26 novembre 2020 – Fincantieri e Federpesca, la maggiore organizzazione imprenditoriale di pesca italiana, hanno firmato ieri a Roma un Memorandum of Understanding per promuovere il rinnovo della flotta peschereccia italiana.La partnership, aperta anche ad altri operatori selezionati della filiera di settore, vedrà Fincantieri nel ruolo di leader del progetto. 

Il Gruppo definirà alcuni standard di pescherecci da dedicare al settore ittico italiano eseguendone la progettazione e facendo leva sulle competenze maturate nella costruzione di navi speciali per l’avanzato cluster ittico norvegese dalla controllata Vard. 

Le unità saranno caratterizzate dai più alti contenuti innovativi, in particolare in termini di decarbonizzazione e digitalizzazione. Inoltre, grazie alla capacità del Gruppo di integrare il contributo dei suoi centri di competenza interni, il progetto potrà valorizzare i sistemi e componenti tecnologici sviluppati da Fincantieri e dalle sue controllate. Al fine di promuovere e sostenere l’obiettivo del progetto, Federpesca offrirà una visione sistemica del mercato promuovendo l’iniziativa presso tutte le istituzioni competenti a livello nazionale e internazionale. 

L’associazione inoltre contribuirà a definire le specifiche tecniche richieste dal comparto anche coordinando i contributi e le richieste degli operatori e avrà in carico la ricerca di nuovi mercati potenziali nell’area del Mediterraneo. Il rilancio del settore si rende necessario in virtù della notevole riduzione subita dalla flotta da pesca nazionale negli ultimi decenni, che ad oggi conta circa 12.000 motopescherecci, pari al 17% della flotta UE, con 25.000 occupati. È inoltre tra le più vetuste e in ritardo di competitività rispetto agli altri Paesi Ue, con un’età media dei pescherecci pari a 31 anni. 
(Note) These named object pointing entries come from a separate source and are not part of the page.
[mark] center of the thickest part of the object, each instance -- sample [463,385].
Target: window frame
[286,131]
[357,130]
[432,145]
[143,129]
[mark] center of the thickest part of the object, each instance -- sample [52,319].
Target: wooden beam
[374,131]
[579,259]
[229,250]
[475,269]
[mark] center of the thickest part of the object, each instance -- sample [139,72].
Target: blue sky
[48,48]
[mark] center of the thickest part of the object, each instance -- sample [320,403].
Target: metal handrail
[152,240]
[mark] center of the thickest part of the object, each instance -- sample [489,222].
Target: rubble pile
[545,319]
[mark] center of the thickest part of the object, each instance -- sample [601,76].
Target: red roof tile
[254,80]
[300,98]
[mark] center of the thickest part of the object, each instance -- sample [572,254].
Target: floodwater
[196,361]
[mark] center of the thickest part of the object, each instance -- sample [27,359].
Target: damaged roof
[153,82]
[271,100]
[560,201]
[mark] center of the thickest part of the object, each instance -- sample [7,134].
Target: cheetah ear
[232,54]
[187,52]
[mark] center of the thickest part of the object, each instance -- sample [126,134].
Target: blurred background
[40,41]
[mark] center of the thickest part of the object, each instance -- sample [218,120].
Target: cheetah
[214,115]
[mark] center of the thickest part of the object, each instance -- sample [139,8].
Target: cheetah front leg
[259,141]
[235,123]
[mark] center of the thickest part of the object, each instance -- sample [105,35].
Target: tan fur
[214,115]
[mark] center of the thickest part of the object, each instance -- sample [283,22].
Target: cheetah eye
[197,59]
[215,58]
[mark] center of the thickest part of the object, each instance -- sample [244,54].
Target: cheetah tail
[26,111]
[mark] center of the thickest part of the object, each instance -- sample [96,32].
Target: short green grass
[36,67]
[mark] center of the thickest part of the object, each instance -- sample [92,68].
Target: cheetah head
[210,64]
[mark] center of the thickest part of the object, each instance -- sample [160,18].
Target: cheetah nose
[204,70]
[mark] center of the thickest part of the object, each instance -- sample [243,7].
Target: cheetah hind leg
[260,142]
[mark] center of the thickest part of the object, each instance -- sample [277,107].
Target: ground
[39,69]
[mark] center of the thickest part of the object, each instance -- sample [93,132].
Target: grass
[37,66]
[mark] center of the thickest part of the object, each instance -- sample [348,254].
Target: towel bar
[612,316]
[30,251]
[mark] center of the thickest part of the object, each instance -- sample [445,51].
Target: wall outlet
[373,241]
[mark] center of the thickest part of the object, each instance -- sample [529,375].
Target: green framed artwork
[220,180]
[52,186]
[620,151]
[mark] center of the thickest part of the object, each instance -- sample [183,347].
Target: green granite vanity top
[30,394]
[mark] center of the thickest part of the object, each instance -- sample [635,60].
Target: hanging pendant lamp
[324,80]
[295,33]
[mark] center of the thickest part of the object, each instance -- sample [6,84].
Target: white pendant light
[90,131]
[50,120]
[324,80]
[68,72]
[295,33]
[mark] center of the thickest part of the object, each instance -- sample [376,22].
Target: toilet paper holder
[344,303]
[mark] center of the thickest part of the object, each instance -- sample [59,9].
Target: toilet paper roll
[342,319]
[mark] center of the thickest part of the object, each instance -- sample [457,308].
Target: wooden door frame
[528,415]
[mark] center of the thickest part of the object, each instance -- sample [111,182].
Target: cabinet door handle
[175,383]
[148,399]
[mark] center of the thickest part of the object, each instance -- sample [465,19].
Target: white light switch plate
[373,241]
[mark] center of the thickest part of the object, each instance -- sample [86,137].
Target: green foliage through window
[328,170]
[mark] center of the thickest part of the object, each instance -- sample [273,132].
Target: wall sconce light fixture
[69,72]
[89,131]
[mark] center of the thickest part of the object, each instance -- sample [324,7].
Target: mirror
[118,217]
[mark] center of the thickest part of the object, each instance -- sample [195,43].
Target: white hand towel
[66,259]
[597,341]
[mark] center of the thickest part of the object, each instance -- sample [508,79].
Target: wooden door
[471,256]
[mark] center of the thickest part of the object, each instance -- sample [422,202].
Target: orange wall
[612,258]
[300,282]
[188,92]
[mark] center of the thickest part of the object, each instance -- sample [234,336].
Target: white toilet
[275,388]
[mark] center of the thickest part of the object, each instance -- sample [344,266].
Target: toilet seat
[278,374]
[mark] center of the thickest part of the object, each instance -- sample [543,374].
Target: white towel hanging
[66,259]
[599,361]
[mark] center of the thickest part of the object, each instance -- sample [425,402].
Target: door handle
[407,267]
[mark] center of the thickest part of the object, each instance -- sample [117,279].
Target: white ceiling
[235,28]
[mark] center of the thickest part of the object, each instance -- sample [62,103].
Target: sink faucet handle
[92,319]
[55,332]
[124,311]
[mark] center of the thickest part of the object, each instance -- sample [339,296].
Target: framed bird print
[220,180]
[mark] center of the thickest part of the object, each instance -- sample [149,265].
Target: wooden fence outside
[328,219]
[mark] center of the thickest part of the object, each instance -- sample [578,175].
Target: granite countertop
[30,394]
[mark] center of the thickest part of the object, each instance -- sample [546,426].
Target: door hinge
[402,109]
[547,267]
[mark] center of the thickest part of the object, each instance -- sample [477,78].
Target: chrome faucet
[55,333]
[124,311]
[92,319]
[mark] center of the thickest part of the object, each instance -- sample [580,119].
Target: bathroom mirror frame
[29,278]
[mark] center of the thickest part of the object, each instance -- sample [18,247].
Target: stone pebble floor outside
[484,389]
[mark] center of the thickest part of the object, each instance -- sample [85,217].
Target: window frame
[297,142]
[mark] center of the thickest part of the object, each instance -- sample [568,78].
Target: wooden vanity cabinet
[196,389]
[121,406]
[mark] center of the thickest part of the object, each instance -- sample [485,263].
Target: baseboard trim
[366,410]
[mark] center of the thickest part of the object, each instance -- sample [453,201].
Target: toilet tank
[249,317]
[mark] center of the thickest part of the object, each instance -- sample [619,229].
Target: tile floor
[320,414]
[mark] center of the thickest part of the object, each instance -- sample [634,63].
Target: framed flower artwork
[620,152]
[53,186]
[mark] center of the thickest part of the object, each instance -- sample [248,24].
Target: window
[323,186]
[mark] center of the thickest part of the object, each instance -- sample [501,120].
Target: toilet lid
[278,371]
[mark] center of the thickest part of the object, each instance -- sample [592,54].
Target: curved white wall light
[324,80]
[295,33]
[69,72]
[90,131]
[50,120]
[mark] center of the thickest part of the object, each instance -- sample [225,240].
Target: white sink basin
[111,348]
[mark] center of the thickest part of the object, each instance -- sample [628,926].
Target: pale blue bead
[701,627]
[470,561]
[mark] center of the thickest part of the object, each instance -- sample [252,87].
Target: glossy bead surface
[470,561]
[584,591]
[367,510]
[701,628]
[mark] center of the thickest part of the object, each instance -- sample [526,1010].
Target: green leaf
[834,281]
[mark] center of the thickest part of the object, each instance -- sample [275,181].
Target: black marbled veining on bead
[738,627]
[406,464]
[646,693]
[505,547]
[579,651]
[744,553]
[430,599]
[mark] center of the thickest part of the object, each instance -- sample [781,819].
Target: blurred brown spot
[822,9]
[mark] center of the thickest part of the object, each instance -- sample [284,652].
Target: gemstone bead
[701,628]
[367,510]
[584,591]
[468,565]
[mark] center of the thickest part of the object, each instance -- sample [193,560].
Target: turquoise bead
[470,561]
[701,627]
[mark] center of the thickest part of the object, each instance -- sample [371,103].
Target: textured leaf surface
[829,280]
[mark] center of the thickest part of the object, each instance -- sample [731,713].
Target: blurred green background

Questa situazione si contrappone a un trend in costante crescita del consumo pro-capite di prodotti ittici a livello globale, UE e italiano in particolare. Un upgrade esteso della flotta peschereccia risulterebbe quindi indispensabile per coprire i gap che incidono sul mancato soddisfacimento della domanda interna – l’Italia è autosufficiente per non più del 15% –, sull’ambiente, sulla qualità e sul costo delle produzioni, sulle condizioni e sicurezza del lavoro a bordo e, quindi, sulla competitività e sulla sostenibilità del comparto.